With zipfian distribution, many concurrent transactions tries to update
the same row. Every transaction eventually updates this row (may be
after waiting), so there are a lot of concurrent row version, and
transaction scans through its snapshot many times.

>
> We're not going to accept code like this, though:
>
> +            d = xip[i] >> 6;
> +            j = k = xip[i] & mask;
> +            while (xiphash[j] != InvalidTransactionId)
> +            {
> +                j = (k + d) & mask;
> +                d = d*5 + 1;
> +            }
>
> Single-character variable names, hard-coded constants, and no
> comments!

I totally agree. First version (which you've cited) was clear POC.
Second version (I've sent in Thursday) looks a bit better, but I agree
there is room for improvement. I'll try to make it prettier.

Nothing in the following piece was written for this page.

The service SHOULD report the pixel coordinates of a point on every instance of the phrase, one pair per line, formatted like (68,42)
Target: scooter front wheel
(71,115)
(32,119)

BTW, I have a question: there is CopySnapshot function, so snapshot is
clearly changed after copy. But I could not follow: is xip and subxip
array changes in a copy, or it remains the same to original, but only
other snapshot fields could be changed?

> I kind of doubt as a general point that we really want another
> open-coded hash table -- I wonder if this could be made to use
> simplehash.

I like simplehash very much (although I'm missing couple of features).
Unfortunately, siplehash is not simple enough for this use case:
- it will use at least twice more memory for hash table itself (cause it have to have 'entry->status' field),
- it has large header (ad-hoc hash-table consumes 1 byte in SnapshotData structure),
- its allocation will be trickier (custom hash-table is co-allocated after xip-array itself),
- its insert algorithm looks to be much more expensive (at least, it is more complex in instructions count).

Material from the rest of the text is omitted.